/tmva-tutorial

Collection of Notebook for Tutorials on TMVA

Primary LanguageJupyter Notebook

TMVA Tutorial

These are tutorials on TMVA given at workshops and Machine Learning events in 2017 and 2018

The most recent one has been given at the 1st Terascale School on Machine Learning at Desy, see agenda at https://indico.desy.de/indico/event/21278/

The tutorials consist of notebook which can be run on SWAN ( https://swan.cern.ch )

In order to run the tutorial we recommend that you:

  1. Open a Terminal in SWAN
  2. Clone your repository (it will appear in your cernbox folder)
git clone  https://github.com/lmoneta/tmva-tutorial.git
  • The tutorials will be in the directory notebooks. Older tutorials could be retrieved using the corresponding git branches

  • The notebooks used in this tutorial use either C++ or Python. Python notebooks have the suffix _py appended to their name. In some case a corresponding ROOT macro is available, which can run directly from the ROOT prompt. The macro are just an example how one can create easly a ROOT macro or a Python script from a given C++ or Python based notebook.

  • More notebooks, some written also in Python, are available in the Machine Learning Gallery of SWAN, https://swan.web.cern.ch/content/machine-learning

  • Additional tutorials of TMVA are available in the tutorials/tmva directory of the main ROOT git repository. You can find them also here https://root.cern.ch/doc/master/group__tutorial__tmva.html

  • The updated TMVA Users Guide is available at https://root.cern.ch/download/doc/tmva/TMVAUsersGuide.pdf

Swan and Jupyter notebooks quick start

If you have never used jupyter notebooks, you can find some quickstart information at the following links What is a jupyter notebook?, Notebook Basics, Running Code.

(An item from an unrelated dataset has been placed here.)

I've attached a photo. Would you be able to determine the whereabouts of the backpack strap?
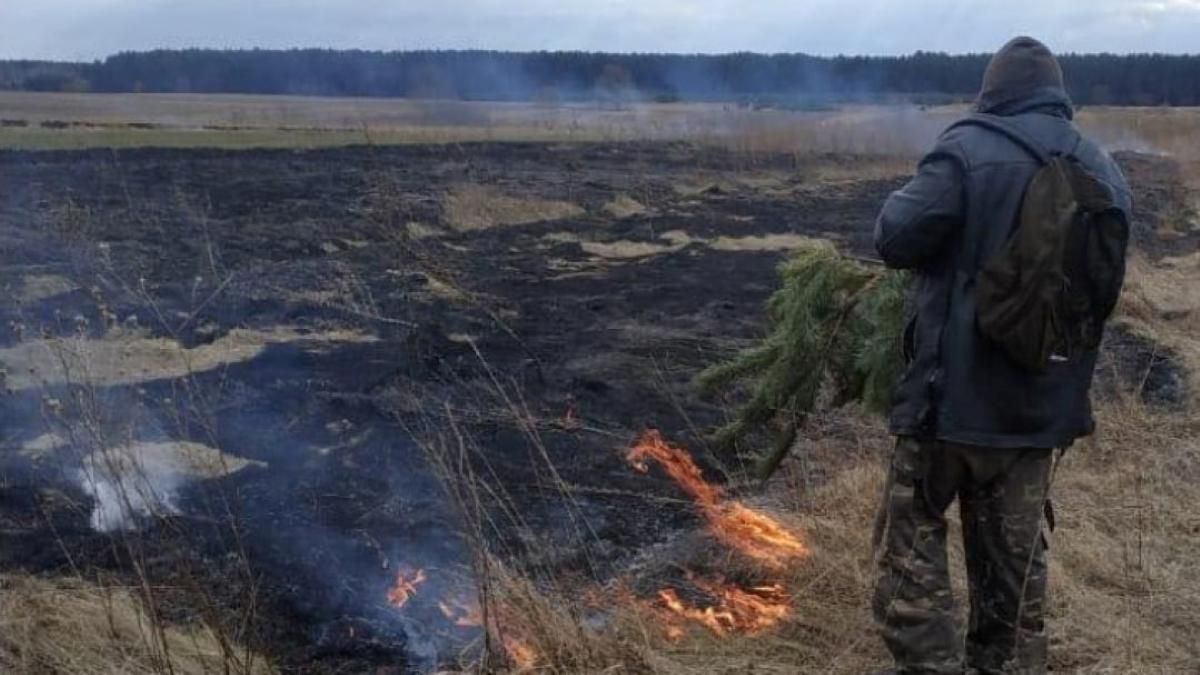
[946,113,1054,166]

For information on using SWAN, see the SWAN website: https://swan.web.cern.ch In a nutshell, "SWAN (Service for Web based ANalysis) is a platform to perform interactive data analysis in the cloud". It gives you access to the LCG software stacks and to your CERNBOX files.

  • You need to have an active CERNBOX to use swan (https://cernbox.cern.ch/). If you don't have a CERN account, please contact us directly and some temporary accounts can be made available. In that case you need to feel this form to get access to the account, https://docs.google.com/forms/d/1ed4LsFBg9BmAHvfWYJDL4Svdmfk-tB-xbIyIxMPUmuc/ We will provide you the account name and password.

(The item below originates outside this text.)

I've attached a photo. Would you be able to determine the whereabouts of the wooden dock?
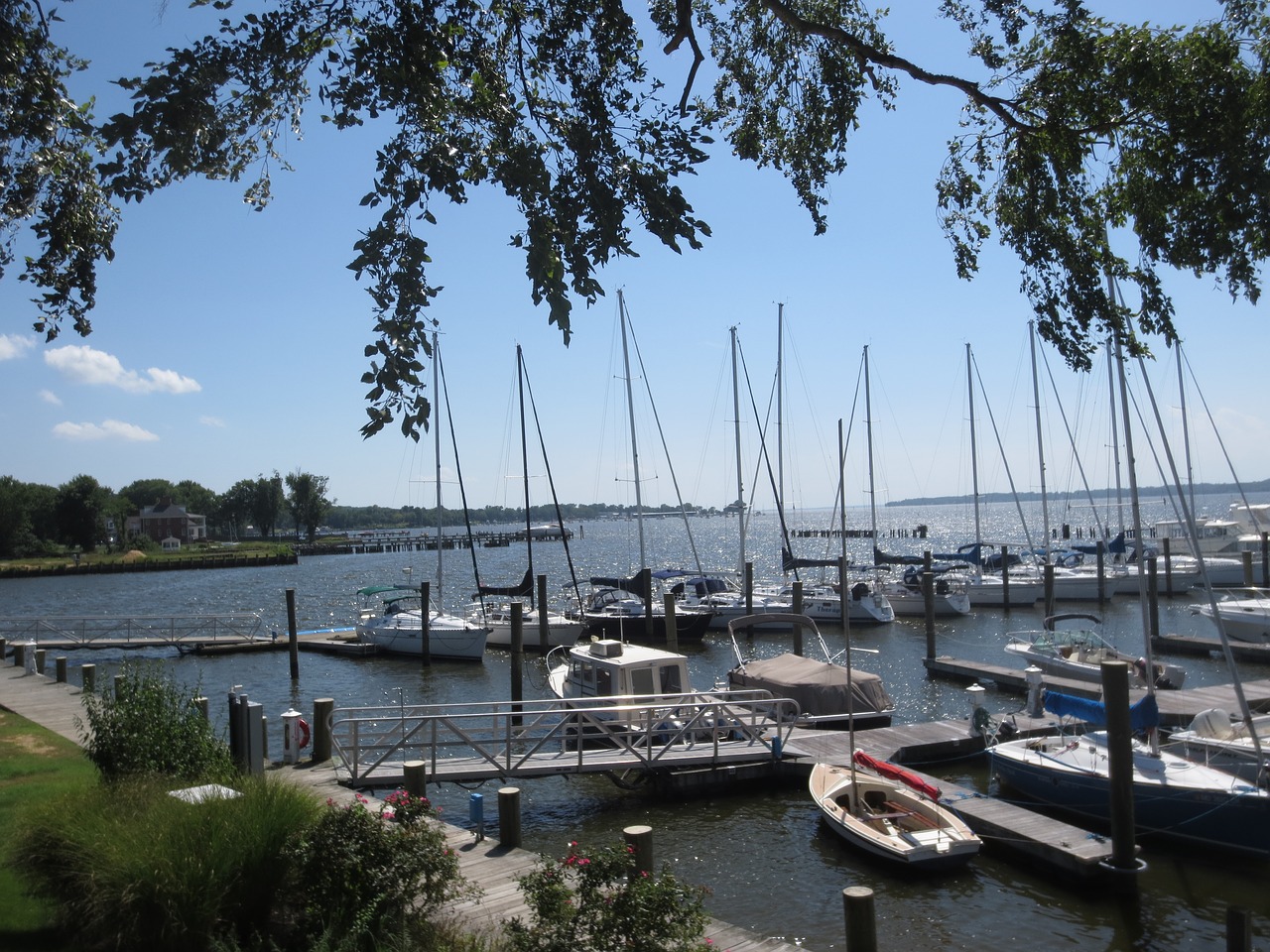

  • For using the new Deep Learning features of TMVA (e.g. CNN) one needs now to use the Development Bleeding Edge Version of SWAN which is built using the current ROOT master version.

  • If you think think the Jupyter notebook is stuck, open a terminal on swan and execute top: if the cpu is not being used (0%) by any of your processes, you may have to restart the Jupyter kernel.

IMPORTANT:

  • Please only have one notebook at the time on swan (you have to select the "running" tab and shutdown the notebook when done)
  • Limit the number of events you use on swan (order 10000-100000) and the avoid expensive methods: SWAN is meant for fast prototyping.
    • Each swan container has 2 GB of ram assigned, using a dataset with too many events may hit the memory limit.